Conventional agriculture production relies heavily on fossil fuels, particularly in its ability to provide energy at a low cost. However, the uncertain future of fossil fuel availability and prices point the need to explore energy efficiencies in other cropping systems.

Matt Liebman, Michael Cruse, and their colleagues at Iowa State University conducted a six-year study to compare energy use of a conventionally managed corn and soybean system with two low-input cropping systems that use more diverse crops and manure applications but also use less fertilizer and herbicides. The results (pdf, abstract) were published in the May/June 2010 edition of Agronomy Journal, published by the American Society of Agronomy.

The two input systems consisted of a three-year rotation of corn-soybean/small grain/red clover and a four-year rotation of corn-soybean-small grain/alfalfa-alfalfa. Between 2003 and 2008, nitrogen fertilizer inputs in the 3-year rotation decreased 66 percent and decreased 78 percent in the 4-year rotation. Herbicide use decreased 80 percent in the three-year rotation and 85 percent in the four-year rotation. Despite the energy input reduction, corn and soybean yields matched or exceeded the conventional system yields.

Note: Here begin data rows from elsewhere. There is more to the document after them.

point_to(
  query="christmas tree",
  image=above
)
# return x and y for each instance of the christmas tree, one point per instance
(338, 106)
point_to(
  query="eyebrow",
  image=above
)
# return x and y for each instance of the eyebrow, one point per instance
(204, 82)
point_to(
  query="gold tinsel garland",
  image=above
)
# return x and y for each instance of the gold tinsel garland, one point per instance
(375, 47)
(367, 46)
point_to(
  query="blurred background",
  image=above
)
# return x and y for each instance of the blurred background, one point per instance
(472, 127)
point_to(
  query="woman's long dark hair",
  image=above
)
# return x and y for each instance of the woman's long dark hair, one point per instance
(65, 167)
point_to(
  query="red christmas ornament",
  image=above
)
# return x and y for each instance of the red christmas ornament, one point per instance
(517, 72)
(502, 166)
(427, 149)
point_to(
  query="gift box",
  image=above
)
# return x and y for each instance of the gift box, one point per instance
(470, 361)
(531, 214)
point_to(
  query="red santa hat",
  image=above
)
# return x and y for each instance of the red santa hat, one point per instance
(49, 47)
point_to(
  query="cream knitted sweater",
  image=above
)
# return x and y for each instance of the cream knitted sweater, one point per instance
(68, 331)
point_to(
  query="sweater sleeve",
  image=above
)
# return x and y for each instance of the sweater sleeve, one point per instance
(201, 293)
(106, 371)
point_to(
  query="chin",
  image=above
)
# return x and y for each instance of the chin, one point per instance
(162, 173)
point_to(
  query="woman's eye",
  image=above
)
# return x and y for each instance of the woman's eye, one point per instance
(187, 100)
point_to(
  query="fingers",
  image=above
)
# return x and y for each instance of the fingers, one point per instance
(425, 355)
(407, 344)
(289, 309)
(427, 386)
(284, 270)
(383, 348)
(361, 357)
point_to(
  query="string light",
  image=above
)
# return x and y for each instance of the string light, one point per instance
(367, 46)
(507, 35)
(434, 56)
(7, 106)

Did the application of manure decrease the fossil fuel energy costs? Manure prices are dependent on local economic conditions, but the two low-input systems used 23 percent to 56 percent less fossil energy than conventional systems. To analyze the energy and economic costs of manure application, the researchers used two approaches. One where manure was a waste product of livestock and essentially free of cost except for the energy used in its application, and a second approach as if the costs of manure were the same as commercial fertilizers. As a low economic input, manure can return $249 per acre, or $28 to $38 under high economic input for four and three-year systems, respectively.

Most of the fossil energy input for all systems was from grain drying and handling. Conditions in northern latitudes, where farmers have limited time to allow grain to dry in the field, make it difficult to reduce this cost. The researchers point out, however, that growing corn less frequently in a rotation sequence can reduce the need for grain drying with fossil energy.

The three- and four-year rotation plans rely on agriculture systems where livestock feeding, manure application are integrated into crop production practices. “Iowa has a long history of mixed crop and livestock farming, although these operations do require more management and labor,” said Liebman. “If fossil energy costs rise steeply, we may see more of them again.”

“It’s hard to predict the exact details of what the future will bring us,” said Liebman. “But results of this study show that we do have options for maintaining high farm productivity and profitability while substantially reducing our dependence on fossil energy.”

The research team was funded by the Leopold Center for Sustainable Agriculture and the U.S. Department of Agriculture. It is expanding its activities into measurements of effects of the different cropping systems on water quality, greenhouse gas emissions, and soil carbon and nitrogen dynamics.